2:11pm 23/04/2020
The virus is finding a new abode in us

By Kuik Cheng Kang, Sin Chew Daily

We have entered the 36th day of MCO without we realizing it, and I'm sure you all have some unusual experiences and realizations over the past five weeks.

The term "new normal" is becoming a new lifestyle everyone of us needs to learn to accept and adapt ourselves to.

Our world is no longer the same again even if the coronavirus outbreak comes to an abrupt end tomorrow.

In the past we used to live our lives in a hurry. We never slowed down to appreciate things and ponder the meaning of life. Many have relentlessly exploited the Earth's precious resources as we continue to ravage our vulnerable planet.

We keep facing retaliatory actions from Mother Nature. If we remain recalcitrant and are unwilling to stop our destructive acts, the price we are going to pay will only get heavier in the days to come.

Today, the virus has sent the entire world to a complete halt. In the face of such a virulent enemy, humans suddenly come to the cruel realization that they actually have no place to escape.

Their only safe haven is their homes!

We all need a home. So do Mother Nature and all other living things on this planet. When we force all other beings and viruses into a corner, causing them to lose their homes and habitats, they will now take on us for their own survival.

The novel coronavirus is now fighting back, vowing to build a new abode inside our lungs.

What kinds of reflections do we have for questions on ourselves, our families, our lives, jobs, humanity and the Earth over the past 35 days of lockdown as a consequence of the coronavirus?

I was thinking: many employees stuck at home might grumble about lack of freedom without seeing the imminent tide of unemployment.

And often business owners are feeling anxious, worrying whether their companies will go bust and how to carry on their lives thereafter.

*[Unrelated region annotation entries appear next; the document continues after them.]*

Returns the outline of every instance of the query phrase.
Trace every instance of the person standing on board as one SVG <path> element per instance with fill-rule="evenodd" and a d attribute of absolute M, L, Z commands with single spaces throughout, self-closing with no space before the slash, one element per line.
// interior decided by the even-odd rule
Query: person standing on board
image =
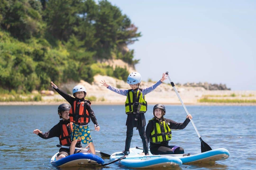
<path fill-rule="evenodd" d="M 60 104 L 58 107 L 58 114 L 60 118 L 62 119 L 59 122 L 54 126 L 47 132 L 42 133 L 40 130 L 37 129 L 34 130 L 33 133 L 37 135 L 41 138 L 47 139 L 57 137 L 59 138 L 60 144 L 61 145 L 70 146 L 71 143 L 71 136 L 72 134 L 72 125 L 73 123 L 69 122 L 69 110 L 71 107 L 70 104 L 63 103 Z M 76 146 L 77 148 L 81 148 L 81 141 L 78 142 Z M 88 146 L 87 147 L 88 148 Z M 79 152 L 90 152 L 84 150 L 76 150 L 74 153 Z M 70 154 L 69 149 L 61 148 L 59 151 L 59 153 L 55 158 L 56 160 L 67 156 Z"/>
<path fill-rule="evenodd" d="M 192 119 L 191 115 L 187 115 L 183 123 L 179 123 L 164 117 L 165 107 L 157 104 L 153 109 L 154 117 L 148 121 L 146 129 L 147 142 L 150 142 L 150 152 L 154 155 L 182 154 L 184 150 L 178 146 L 169 146 L 169 141 L 172 139 L 171 129 L 183 129 Z"/>
<path fill-rule="evenodd" d="M 148 142 L 145 133 L 146 120 L 144 113 L 147 111 L 147 103 L 145 100 L 145 95 L 152 91 L 161 84 L 166 79 L 165 73 L 160 80 L 152 86 L 142 89 L 139 88 L 141 81 L 140 74 L 137 72 L 130 74 L 127 78 L 127 83 L 130 85 L 131 89 L 120 89 L 109 85 L 105 81 L 102 80 L 102 86 L 105 86 L 110 90 L 118 94 L 126 96 L 125 102 L 125 113 L 127 115 L 126 125 L 126 139 L 124 151 L 124 156 L 130 153 L 129 149 L 133 133 L 133 128 L 136 127 L 142 140 L 143 152 L 142 154 L 148 154 Z"/>
<path fill-rule="evenodd" d="M 90 118 L 94 124 L 95 130 L 100 130 L 94 112 L 91 107 L 91 102 L 85 99 L 86 90 L 83 86 L 77 85 L 73 88 L 73 96 L 71 97 L 65 91 L 58 88 L 52 82 L 51 82 L 53 88 L 71 105 L 69 113 L 70 121 L 73 124 L 73 131 L 72 135 L 72 142 L 70 146 L 70 154 L 74 153 L 75 147 L 78 140 L 89 146 L 92 153 L 96 153 L 92 139 L 91 136 L 90 128 L 88 123 Z"/>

And many hawkers and workers who have zero income throughout the MCO are beginning to face the problem of feeding themselves and their families.

And people with hardly any crisis awareness continue to allow themselves to be soaked in the world of virtual reality, enjoying all the conveniences and fun from fast Internet.

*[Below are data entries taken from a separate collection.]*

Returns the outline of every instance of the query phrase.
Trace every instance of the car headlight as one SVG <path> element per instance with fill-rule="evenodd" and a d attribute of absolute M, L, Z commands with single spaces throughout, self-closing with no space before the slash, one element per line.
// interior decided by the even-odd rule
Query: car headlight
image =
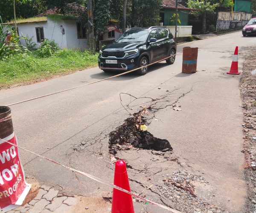
<path fill-rule="evenodd" d="M 132 55 L 136 54 L 139 52 L 139 50 L 138 49 L 132 49 L 131 50 L 128 50 L 128 51 L 125 51 L 125 57 L 127 57 L 129 56 L 129 55 Z"/>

And very often men begin to complain about food prepared by their wives while women get increasingly frustrated their husbands are unwilling to pick up a broom or mop.

As a matter of fact, more often people still rack their brains to find ways to continue squeezing the last bit of the Earth's resources after this whole thing has come to a close.

Alas! We are destroying our planet, our homes, and are digging our own graves because of our insatiable lust and greed!

We don't really need this much in the very first place!

If we think we are not big enough to talk about saving the planet, at least we should have an introspection into ourselves, and think about our initial objectives and values of life we used to hold so dearly to when we first started our jobs or families.

Shouldn't we slow down a little to appreciate the flowers and greenery around us as well as the many beautiful things and people that have crossed our paths in life?

There are many heart-warming stories unfolding around us each day. Shouldn't we join these beautiful people in helping the needy, and infuse the community we belong to with more warmth and positive energy?

As for our families, have we forgotten the power of companionship that we won't mind fighting over trivial things at home all the time?

As for ourselves, perhaps we should start thinking whether we still allow our smartphones, Facebook and internet to keep hijacking our whole beings, absorbing all types of fragmented pieces of good-for-nothing information? We might argue it's for self improvement without realizing that we are actually putting ourselves in shackles.

The virus has opened our eyes to the fact our planet needs a much needed break. The momentary pause in human world is meant to give us room for contemplation and change.

We used to be tempted by all the good things in life such that we have lost our ways and imperiled our natural ecosystem. It is now time to heal and purge our bodies and souls of toxins.

Everyone—from ordinary citizens to the nation's leaders—needs to reflect on their past and seek to create new opportunities from this crisis in order to take ourselves and the nation further from here.

The MCO should serve as a crucial therapy that will determine how our future should look like based on the choice we are going to make.

Material wealth is not everything we should go after. Our health and lives shall come before it!